Uluslararası konjonktürün
sağladığı bu rahatlık içinde İsrail zalimlikte kendi sınırlarını aşıyor.
***
İsrail’le ticaret Filistin’le kasavet
Arap dünyası İsrail’in katliamına
karşı topyekûn ve kararlı şekilde Filistin’e sahip çıkmıyor. Çünkü Arap egemen
sınıflarının çıkarları emperyalist devletlerin bölgesel hedefleriyle
birleşiyor. Bu ittifakta bağımsız demokratik laik Filistin devleti seçeneğine
gerçekleşme olanağı tanınmıyor. Çünkü bağımsız demokratik laik Filistin
devleti, Arap dünyasındaki şeyhliklerin krallıkların sonunu getirecek yolda ilk
adımı oluşturur. Filistin halkı ne çekiyorsa bu demokratik potansiyelinden
çekiyor!
Filistin sorunundaki bu
oportünizm karşısında Türkiye Başbakanı Tayyip Erdoğan Arap dünyasını en üst
perdeden azarlıyor. Hızını alamayıp Batı dünyasını ilkesizlikle, Haçlı Seferi
peşinde olmakla suçluyor. Ama tüm çığırtkanlığına karşın Erdoğan ilkesizlikte ikiyüzlülükte
Batı ülkelerinden, Arap dünyasından geri kalmıyor. Hemen her gün “İsrail soykırım yapıyor, döktüğü kanda
boğulacak” dese de Dışişleri Bakanlığı’nın internet sitesindeki bilgilere
göre Türkiye/İsrail ikili ticaret hacmi 5 milyar dolar dolayında. Başbakan
Erdoğan’ın oğlu Burak’ın ticaret gemilerinin İsrail limanlarında ne aradığına
ilişkin soru önergesi TBMM’de yanıt bulamıyor. İsrail’in en çok ticaret yaptığı
ülkeler listesinde Türkiye ilk 10’da yer alıyor. Irak Kürdistanı’nda çıkarılan petrolün
Türkiye üzerinden İsrail’e satıldığı da artık sır değil.
AKP Türkiye’si ile İsrail
arasındaki ekonomik ve ticari ilişkiler böylesine ballı kaymaklı olunca, Tayyip
Erdoğan’ın niçin en üst perdeden İsrail karşıtı söylem tutturduğu çok daha iyi
anlaşılıyor.
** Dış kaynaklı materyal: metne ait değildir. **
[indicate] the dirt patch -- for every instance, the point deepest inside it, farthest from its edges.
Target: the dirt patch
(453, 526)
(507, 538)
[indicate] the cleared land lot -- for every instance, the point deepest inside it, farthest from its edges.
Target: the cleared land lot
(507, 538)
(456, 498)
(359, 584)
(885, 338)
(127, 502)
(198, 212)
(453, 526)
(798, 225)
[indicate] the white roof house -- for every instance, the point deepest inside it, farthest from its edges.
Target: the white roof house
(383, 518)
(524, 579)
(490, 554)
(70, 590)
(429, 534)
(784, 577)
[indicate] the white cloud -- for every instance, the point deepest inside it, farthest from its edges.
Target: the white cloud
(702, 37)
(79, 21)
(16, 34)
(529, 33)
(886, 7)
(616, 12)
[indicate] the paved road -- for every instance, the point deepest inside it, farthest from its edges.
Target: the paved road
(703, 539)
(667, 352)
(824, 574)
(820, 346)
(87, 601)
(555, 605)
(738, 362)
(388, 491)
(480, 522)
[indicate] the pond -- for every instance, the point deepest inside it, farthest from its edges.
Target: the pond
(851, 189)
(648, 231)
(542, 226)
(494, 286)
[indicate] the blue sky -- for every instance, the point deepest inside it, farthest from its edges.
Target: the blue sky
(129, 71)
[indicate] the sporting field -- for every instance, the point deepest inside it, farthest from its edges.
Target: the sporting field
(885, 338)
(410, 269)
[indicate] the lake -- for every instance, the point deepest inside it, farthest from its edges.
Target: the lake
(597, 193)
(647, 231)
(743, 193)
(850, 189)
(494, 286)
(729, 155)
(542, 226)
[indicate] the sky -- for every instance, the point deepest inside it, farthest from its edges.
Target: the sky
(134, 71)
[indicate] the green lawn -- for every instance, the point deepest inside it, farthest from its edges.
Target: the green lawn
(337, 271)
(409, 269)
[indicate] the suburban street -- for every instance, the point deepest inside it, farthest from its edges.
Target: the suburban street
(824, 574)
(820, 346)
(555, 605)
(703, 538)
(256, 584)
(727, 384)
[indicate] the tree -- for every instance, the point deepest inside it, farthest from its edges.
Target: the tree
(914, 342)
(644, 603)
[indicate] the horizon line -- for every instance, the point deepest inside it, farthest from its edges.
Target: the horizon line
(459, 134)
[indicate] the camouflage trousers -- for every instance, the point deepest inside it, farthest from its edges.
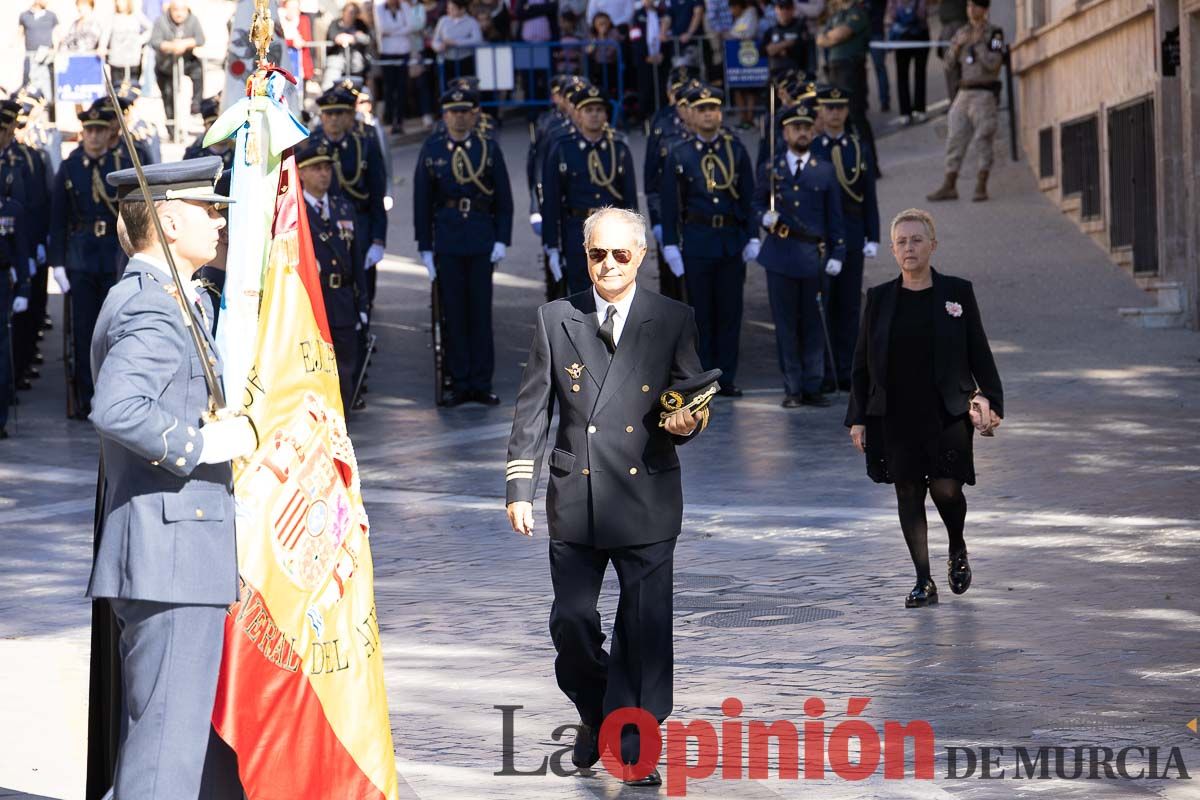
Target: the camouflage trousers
(972, 126)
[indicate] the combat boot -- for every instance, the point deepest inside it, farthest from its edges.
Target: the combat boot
(981, 187)
(946, 191)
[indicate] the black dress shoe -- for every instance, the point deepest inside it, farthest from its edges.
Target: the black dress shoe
(649, 781)
(587, 746)
(923, 594)
(958, 572)
(486, 398)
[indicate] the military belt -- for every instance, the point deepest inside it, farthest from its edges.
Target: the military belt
(467, 204)
(712, 220)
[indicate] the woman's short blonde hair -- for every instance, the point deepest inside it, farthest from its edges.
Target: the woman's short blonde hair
(915, 215)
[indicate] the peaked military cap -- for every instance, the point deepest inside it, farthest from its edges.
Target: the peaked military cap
(337, 98)
(100, 113)
(313, 150)
(192, 179)
(459, 100)
(798, 113)
(210, 108)
(832, 96)
(587, 95)
(707, 95)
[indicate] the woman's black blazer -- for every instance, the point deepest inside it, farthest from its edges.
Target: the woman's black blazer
(963, 360)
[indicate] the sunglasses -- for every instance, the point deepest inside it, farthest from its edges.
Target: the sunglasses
(598, 254)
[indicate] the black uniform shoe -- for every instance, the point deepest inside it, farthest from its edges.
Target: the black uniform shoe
(649, 781)
(923, 594)
(486, 398)
(587, 746)
(959, 573)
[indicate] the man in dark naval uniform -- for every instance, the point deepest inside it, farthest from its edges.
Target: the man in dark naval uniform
(462, 211)
(84, 254)
(586, 170)
(853, 164)
(343, 281)
(799, 203)
(603, 358)
(709, 230)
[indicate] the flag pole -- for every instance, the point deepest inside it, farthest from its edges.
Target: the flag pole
(216, 392)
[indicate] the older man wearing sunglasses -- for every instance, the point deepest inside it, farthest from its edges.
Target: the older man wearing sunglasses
(603, 356)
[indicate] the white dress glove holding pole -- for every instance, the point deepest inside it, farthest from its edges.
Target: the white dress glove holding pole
(227, 439)
(673, 258)
(60, 277)
(375, 254)
(750, 251)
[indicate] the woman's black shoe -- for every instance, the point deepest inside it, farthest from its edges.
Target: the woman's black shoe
(959, 573)
(923, 594)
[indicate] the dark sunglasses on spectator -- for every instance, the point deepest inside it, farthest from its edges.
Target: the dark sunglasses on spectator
(598, 254)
Kendi itiraflarıdır. AKP
Sözcüsü Hüseyin Çelik, Tayip Erdoğan’ın İsrail karşıtı söylemini “milletin gazını almak” olarak
nitelendirmiş, “Başbakan’ın bu çıkışları
olmasa Türkiye’de antisemitizm daha çok artar” deyivermişti. (Milliyet, 14 Haziran 2010)
Sözün özü, Filistin’de yaşanan
insanlık trajedisi, İsrail bombalarıyla parçalanan çocuk bedenleri, Tayyip
Erdoğan’ın gözünde seçmenlerine yönelik propaganda ve ajtasyon için istismar
edeceği, sıradan bir mağduriyet olmaktan öte bir değer taşımıyor. Arap ve AKP
sermayedarları İsrail’le ticarette kasalarını doldururken olan Filistin
halkına oluyor. Bu iğrenç ticareti ve ikiyüzlülüğü alkışlama görevi de
Erdoğan’ın alnı secdeli seçmenlerine düşüyor.